La liberté d'expression fait partie des droits appelés « droits classiques » ou « droits de la 1ère génération ». Elle est en outre une liberté fondamentale dans la mesure où, d'une part, elle bénéficie d'une protection constitutionnelle et conventionnelle, où d'autre part, elle est opposable à la loi et pas seulement à l'administration et où enfin, produisant des effets juridiques dans les rapports entre particuliers et pas seulement entre particuliers et pouvoirs publics, elle a un effet horizontal. La liberté d'expression se définit comme « la liberté de révéler sa pensée à autrui ». Les Révolutionnaires qui l'ont consacrée dans la Déclaration des droits de l'Homme et du Citoyen de 1789 ont tout de suite voulu lui donner une portée universelle en affirmant qu'il s'agit d'un « des droits les plus précieux de l'homme » et en énumérant tous les modes d'expression qui sont alors connus : tout citoyen peut « parler, écrire, imprimer librement ». Cet article 11 posait le principe de la libre « communication » des « pensées et des opinions ». Ce n'est qu'avec la Déclaration universelle des droits de l'Homme de 1948 que sera ajouté la libre communication des « informations ». Avec Internet, nous sommes aujourd'hui face à un nouveau moyen de communication, non seulement par la technologie qui est mise en oeuvre mais aussi parce qu'il permet une communication mondialisée des idées, des opinions et des informations.

La jurisprudence de la Cour européenne des Droits de l'Homme concernant cet article est abondante.
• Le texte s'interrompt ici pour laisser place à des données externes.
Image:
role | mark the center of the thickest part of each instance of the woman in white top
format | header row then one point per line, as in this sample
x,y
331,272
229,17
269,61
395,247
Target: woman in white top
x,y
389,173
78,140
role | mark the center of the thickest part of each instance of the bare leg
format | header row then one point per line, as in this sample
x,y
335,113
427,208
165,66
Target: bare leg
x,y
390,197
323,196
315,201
La Cour a qualifié la liberté d'expression comme étant « l'une des conditions de base pour le progrès des sociétés démocratiques et pour le développement de chaque individu ». Dans l'arrêt Informationsverein Lentia et autres contre Autriche[1] du 24 novembre 1992, la Cour a éclairci le sens de la troisième phrase du premier paragraphe de cet article 10 en expliquant que cette disposition avait pour but de « préciser que les Etats peuvent réglementer, par un système de licences, l'organisation de la radiodiffusion sur leur territoire, en particulier ses aspects techniques... Pour importants que soient ces derniers, d'autres considérations peuvent, elles aussi, conditionner l'octroi ou le refus d'une autorisation, dont celles qui concernent la nature et les objectifs, d'une future station, ses possibilités d'insertion au niveau national, régional ou local, les droits et besoins d'un public donné, ainsi que les obligations issues d'instruments juridiques internationaux. Il peut en résulter des ingérences dont le but, légitime au regard de la troisième phrase du paragraphe 1, ne coïncide pourtant pas avec l'une des fins que vise le paragraphe 2. Leur conformité à la Convention doit néanmoins s'apprécier à la lumière des autres exigences de celui-ci. »
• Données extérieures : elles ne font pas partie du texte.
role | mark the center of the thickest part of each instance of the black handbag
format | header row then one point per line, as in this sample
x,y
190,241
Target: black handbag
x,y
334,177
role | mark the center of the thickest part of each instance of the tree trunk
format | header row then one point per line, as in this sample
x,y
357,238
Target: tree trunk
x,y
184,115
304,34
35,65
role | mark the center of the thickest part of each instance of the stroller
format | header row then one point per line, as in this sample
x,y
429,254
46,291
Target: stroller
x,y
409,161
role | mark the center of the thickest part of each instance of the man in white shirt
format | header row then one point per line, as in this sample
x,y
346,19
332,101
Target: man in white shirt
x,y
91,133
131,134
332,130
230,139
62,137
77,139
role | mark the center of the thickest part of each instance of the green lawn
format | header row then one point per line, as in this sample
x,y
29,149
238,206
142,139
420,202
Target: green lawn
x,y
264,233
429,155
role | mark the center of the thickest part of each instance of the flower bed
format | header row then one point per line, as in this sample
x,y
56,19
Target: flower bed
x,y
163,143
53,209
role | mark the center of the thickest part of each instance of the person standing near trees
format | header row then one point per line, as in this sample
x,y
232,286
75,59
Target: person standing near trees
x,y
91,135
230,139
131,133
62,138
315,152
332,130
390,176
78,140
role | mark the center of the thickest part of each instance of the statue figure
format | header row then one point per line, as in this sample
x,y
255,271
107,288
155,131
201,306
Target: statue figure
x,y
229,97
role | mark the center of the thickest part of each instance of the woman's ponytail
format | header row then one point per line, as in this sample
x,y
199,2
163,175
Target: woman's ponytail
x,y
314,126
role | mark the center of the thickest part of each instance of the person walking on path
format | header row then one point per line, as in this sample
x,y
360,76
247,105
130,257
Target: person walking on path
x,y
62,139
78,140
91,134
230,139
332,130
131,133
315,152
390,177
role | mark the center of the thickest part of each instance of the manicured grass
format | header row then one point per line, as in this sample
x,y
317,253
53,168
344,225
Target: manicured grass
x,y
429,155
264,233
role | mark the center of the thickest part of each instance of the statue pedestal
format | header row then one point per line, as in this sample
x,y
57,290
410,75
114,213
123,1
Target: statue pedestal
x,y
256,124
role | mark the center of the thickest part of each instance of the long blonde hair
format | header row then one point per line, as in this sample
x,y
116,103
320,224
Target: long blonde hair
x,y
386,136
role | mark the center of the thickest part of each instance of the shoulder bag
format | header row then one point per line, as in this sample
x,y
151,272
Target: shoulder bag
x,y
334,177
L'existence d'un but légitime ne suffit cependant pas à déclarer une ingérence conforme à la Convention. En effet, toute restriction à la liberté d'expression doit également être prévue par la loi. La Cour a par exemple conclu à la violation de l'article 10 dans l'affaire Herczegfaly contre Autriche du 24 septembre 1992. Elle a ici constaté l'absence de base légale pour les restrictions imposées à un requérant qui souhaitait accéder à des écrits, à la radio et à la télévision, ainsi que pour l'ingérence dans l'exercice de son droit de recevoir des informations pendant son traitement et son internement psychiatriques.

Par ailleurs, toute restriction à la liberté d'expression doit être « nécessaire dans une société démocratique ». Selon la jurisprudence de la Cour, l'adjectif « nécessaire » implique « un besoin social impérieux ». Pour juger de l'existence d'un tel besoin, les Etats membres jouissent d'une certaine marge d'appréciation soumise toutefois à un contrôle européen. La Cour a d'ailleurs précisé que « s'il s'agit d'une ingérence dans l'exercice des droits et libertés garantis dans le paragraphe 1 de l'article 10, ce contrôle doit être strict en raison de l'importance de ces droits, importance que la Cour a maintes fois soulignée. La nécessité de les restreindre doit se trouver établie de manière convaincante ».


La liberté des médias

Le rôle et le pouvoir de la presse

Le premier arrêt rendu par la Cour concernant la liberté d'expression et d'information par voie de presse concerne le journal Sunday Times et date du 26 avril 1979. Selon la Cour, il y a eu violation de l'article 10 due à une injonction qui empêchait la publication d'un article et les procès qui en résultaient. Cette mesure n'a pas été considérée comme « nécessaire dans une société démocratique ».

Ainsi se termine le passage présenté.